America needs more people with the guts and persistence of Judith Levine. Her book Harmful to Minors: The Perils of Protecting Children From Sex cuts through the jungle of beliefs about protecting children found in the modern U.S., and shows when current tactics do no good or actually harm. Censorship, child sexual abuse, sex education, abortion -- it seems like the cry of the past two decades' controversies has been "won't somebody think of the children?" (sometimes as a front for keeping adults from doing whatever is supposed to be harmful to minors).
The chapter on sexual abuse is particularly interesting to me, since my grandfather molested me. Levine points out the wide gap between the way molesters are portrayed in hysterical media accounts (which is most of them) -- scary, murderous strangers -- and the reality that family members are the most common molesters. (I do wish, though, that she'd said that real knowledge about sex allows children to know when something is abusive, instead of having to try and figure out vague references to "bad touch.") Her section on child pornography points out the ridiculous tendency to pass even more laws against things that are already illegal, with new laws that chill non-sexual activities and children's common sexual exploration ("playing doctor"). In the past, I've written letters to such publications as Reader's Digest when they printed articles that downplayed the incidence or trauma of sexual abuse, and I maintain a list of child abuse resources that are aimed at children -- I don't think anyone could say I don't consider sexual abuse a wrong that needs to be addressed. Yet I agree with Levine's point that most of what's been done on the issue is no help. The consequences of these laws and the atmosphere they create are as disturbing as the fears that led to their enactment -- incidents like the nine-year-old described by a social worker as a "budding sex offender" for poking his sister's buttocks with a pencil, or an eight-year-old girl whose elementary school noted "sexual harrassment" in her record after she wrote a note asking a classmate to be her boyfriend. Consent needs to be the issue -- there is a great difference between pre-teen boys assaulting their female peers in swimming pools and kids of the same age exploring what feels good together.
"Unfortunately, legislators and the courts have been behaving like freaked-out moms and dads discovering a thirteen-year-old in flagrante on the living room couch." That description is from the chapter on statutory rape, but it applies to nearly every other topic covered. The attempt to draw an unambiguous line between acceptable and harmful that can be used for all situations does not work, and Levine points out the greater success of countries such as Holland, whose laws allow a shifting balance between teen self-determination and the authority of their parents.
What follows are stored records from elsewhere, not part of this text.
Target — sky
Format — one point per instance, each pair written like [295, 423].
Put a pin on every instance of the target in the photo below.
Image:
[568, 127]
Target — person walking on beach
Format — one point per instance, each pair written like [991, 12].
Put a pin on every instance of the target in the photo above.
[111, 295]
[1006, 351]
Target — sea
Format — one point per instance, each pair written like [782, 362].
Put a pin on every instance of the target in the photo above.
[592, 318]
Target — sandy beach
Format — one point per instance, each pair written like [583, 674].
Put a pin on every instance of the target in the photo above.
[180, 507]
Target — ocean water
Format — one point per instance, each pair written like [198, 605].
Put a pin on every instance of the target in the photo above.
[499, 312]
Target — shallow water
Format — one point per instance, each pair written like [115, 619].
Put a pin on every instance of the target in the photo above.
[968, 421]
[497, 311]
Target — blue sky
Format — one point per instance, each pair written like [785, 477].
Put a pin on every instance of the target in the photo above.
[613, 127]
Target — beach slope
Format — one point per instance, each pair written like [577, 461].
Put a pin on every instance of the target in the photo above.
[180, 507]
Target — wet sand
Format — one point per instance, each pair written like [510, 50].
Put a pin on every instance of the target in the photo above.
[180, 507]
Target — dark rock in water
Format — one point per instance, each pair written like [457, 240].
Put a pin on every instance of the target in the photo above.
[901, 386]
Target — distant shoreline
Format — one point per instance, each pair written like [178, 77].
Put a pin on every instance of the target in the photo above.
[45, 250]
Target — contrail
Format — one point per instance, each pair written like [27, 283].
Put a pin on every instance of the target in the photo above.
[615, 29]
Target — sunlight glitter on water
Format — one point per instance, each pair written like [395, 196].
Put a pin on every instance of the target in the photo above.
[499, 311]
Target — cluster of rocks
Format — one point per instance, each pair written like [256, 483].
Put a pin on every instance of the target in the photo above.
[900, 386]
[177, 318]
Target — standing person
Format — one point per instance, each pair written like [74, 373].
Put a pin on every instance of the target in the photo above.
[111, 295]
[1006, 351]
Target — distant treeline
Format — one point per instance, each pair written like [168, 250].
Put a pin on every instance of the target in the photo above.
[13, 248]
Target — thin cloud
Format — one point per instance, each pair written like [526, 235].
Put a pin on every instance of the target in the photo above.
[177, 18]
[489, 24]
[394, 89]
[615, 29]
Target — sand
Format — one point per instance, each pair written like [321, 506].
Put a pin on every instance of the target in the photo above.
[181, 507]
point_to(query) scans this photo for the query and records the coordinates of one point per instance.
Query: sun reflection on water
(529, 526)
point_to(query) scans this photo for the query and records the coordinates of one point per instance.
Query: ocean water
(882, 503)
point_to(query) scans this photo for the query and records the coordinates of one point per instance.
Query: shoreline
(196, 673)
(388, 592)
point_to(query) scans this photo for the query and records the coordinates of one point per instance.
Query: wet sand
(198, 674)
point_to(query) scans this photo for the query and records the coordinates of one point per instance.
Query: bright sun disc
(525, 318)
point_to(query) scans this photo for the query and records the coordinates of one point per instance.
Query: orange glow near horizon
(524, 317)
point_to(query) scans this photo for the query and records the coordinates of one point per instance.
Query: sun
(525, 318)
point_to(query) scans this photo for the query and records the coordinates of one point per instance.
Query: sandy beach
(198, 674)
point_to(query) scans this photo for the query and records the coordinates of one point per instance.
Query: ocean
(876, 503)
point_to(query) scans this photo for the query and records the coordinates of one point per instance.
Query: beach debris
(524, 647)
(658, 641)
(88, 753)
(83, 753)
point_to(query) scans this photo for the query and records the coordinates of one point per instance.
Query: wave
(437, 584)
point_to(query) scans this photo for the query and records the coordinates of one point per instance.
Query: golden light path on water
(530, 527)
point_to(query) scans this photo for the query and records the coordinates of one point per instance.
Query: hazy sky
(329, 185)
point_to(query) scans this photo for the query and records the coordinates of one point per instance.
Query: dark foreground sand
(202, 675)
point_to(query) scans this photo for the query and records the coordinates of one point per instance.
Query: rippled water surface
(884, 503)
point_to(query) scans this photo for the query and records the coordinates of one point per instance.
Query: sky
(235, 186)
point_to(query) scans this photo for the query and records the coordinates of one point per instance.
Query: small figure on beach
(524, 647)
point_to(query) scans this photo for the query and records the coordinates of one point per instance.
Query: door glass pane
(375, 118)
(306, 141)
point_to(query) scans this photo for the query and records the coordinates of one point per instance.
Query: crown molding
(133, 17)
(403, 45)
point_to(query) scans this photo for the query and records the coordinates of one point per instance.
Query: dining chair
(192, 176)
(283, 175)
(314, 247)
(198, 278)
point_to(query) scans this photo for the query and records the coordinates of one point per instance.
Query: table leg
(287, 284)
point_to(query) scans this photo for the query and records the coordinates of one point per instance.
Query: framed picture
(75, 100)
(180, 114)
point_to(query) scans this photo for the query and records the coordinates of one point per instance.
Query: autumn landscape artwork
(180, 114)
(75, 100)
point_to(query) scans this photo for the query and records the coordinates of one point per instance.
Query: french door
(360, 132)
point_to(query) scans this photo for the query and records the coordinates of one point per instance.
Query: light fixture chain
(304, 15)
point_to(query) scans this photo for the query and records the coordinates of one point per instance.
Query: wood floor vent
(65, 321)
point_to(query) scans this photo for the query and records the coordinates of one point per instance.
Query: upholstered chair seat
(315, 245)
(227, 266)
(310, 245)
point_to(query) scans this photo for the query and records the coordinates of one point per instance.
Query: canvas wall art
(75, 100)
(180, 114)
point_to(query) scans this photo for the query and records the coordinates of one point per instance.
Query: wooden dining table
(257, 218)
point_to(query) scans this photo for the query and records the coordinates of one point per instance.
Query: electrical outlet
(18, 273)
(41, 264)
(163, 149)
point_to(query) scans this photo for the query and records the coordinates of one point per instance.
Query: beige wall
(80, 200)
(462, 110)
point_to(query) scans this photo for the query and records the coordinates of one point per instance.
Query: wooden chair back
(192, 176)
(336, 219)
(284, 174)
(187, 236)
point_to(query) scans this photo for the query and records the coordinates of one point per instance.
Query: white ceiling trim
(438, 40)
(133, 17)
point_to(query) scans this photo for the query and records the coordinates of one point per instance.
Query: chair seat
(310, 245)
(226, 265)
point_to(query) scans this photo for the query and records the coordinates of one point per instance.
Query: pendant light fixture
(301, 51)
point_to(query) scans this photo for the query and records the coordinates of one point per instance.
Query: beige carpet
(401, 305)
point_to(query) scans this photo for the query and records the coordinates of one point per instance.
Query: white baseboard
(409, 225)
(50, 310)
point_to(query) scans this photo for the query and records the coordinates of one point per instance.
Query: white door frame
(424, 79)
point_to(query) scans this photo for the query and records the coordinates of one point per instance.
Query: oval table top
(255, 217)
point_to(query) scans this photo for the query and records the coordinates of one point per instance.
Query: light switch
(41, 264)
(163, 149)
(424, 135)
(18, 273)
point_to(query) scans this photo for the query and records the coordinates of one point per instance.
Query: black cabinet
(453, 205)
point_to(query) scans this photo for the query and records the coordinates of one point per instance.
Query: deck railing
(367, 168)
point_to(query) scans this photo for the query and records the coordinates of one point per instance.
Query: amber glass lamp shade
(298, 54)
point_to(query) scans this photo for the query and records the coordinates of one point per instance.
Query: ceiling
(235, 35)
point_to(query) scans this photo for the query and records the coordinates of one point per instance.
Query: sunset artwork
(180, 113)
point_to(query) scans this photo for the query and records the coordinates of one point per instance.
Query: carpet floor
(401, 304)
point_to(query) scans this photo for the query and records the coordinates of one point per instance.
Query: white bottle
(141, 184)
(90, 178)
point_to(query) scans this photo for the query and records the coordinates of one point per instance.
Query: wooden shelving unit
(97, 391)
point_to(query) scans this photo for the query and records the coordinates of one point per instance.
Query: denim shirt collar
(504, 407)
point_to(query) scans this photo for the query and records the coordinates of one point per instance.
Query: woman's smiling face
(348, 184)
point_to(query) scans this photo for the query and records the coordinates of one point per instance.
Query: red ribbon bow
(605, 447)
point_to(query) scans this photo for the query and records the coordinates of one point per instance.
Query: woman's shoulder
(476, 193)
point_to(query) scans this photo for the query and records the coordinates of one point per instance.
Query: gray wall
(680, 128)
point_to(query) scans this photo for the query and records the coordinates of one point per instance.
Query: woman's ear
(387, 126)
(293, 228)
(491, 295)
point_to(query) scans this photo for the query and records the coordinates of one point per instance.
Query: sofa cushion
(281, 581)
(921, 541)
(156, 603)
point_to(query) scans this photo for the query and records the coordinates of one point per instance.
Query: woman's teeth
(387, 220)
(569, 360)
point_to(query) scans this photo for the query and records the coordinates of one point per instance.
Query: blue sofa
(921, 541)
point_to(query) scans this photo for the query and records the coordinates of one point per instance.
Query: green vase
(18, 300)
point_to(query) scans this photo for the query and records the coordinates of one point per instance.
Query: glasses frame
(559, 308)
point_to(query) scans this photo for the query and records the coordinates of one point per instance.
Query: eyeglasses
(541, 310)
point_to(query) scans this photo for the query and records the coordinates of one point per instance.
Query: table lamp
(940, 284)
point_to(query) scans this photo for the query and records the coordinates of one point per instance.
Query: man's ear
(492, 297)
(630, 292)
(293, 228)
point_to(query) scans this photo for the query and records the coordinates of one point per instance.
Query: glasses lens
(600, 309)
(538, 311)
The comparisons of the comprehensive sex education common in European countries and the abstinence-only programs common in the U.S. also shows the failure of the assumption that teen sex is completely preventable.
Particularly unusual in this book is the discussion of pleasure -- probably because it really bothers adults that minors might do sexual things purely because they're fun, despite the amount of material that's out there for those over 18 on making sex more fun. Despite the fact that collections of people's erotic fantasy such as Nancy Friday's, and books of true erotic reminisces such as Virgin Territory feature the erotic thoughts and actions of teens, written by the adults they became, hardly anyone dares to suggest that current teens will always have the same desires. Especially if they're talking about girls. My diaries prove that teen girls can think about sex -- however, since no one ever censored my teen reading, I was probably a lot better informed about sexual desire than most teens. (Frankly, I credit that reading with saving my ability to see sex as a positive thing, instead of the fear my grandfather forced on me.) Levine does talk about other ways that teens can get real information, from the Internet to their parents, and how difficult it is to sort out actual information from prejudices in all those places. The book definitely supplies ideas on how to handle everything from preschool "good touch" to teenage partner sex, and these ideas also have side effects like reducing sexist attitudes (and heterosexist ones) and even decreasing STD and pregnancy risks.
Yet Levine had difficulty finding a publisher. That says something about how truly messed up this country is about sex.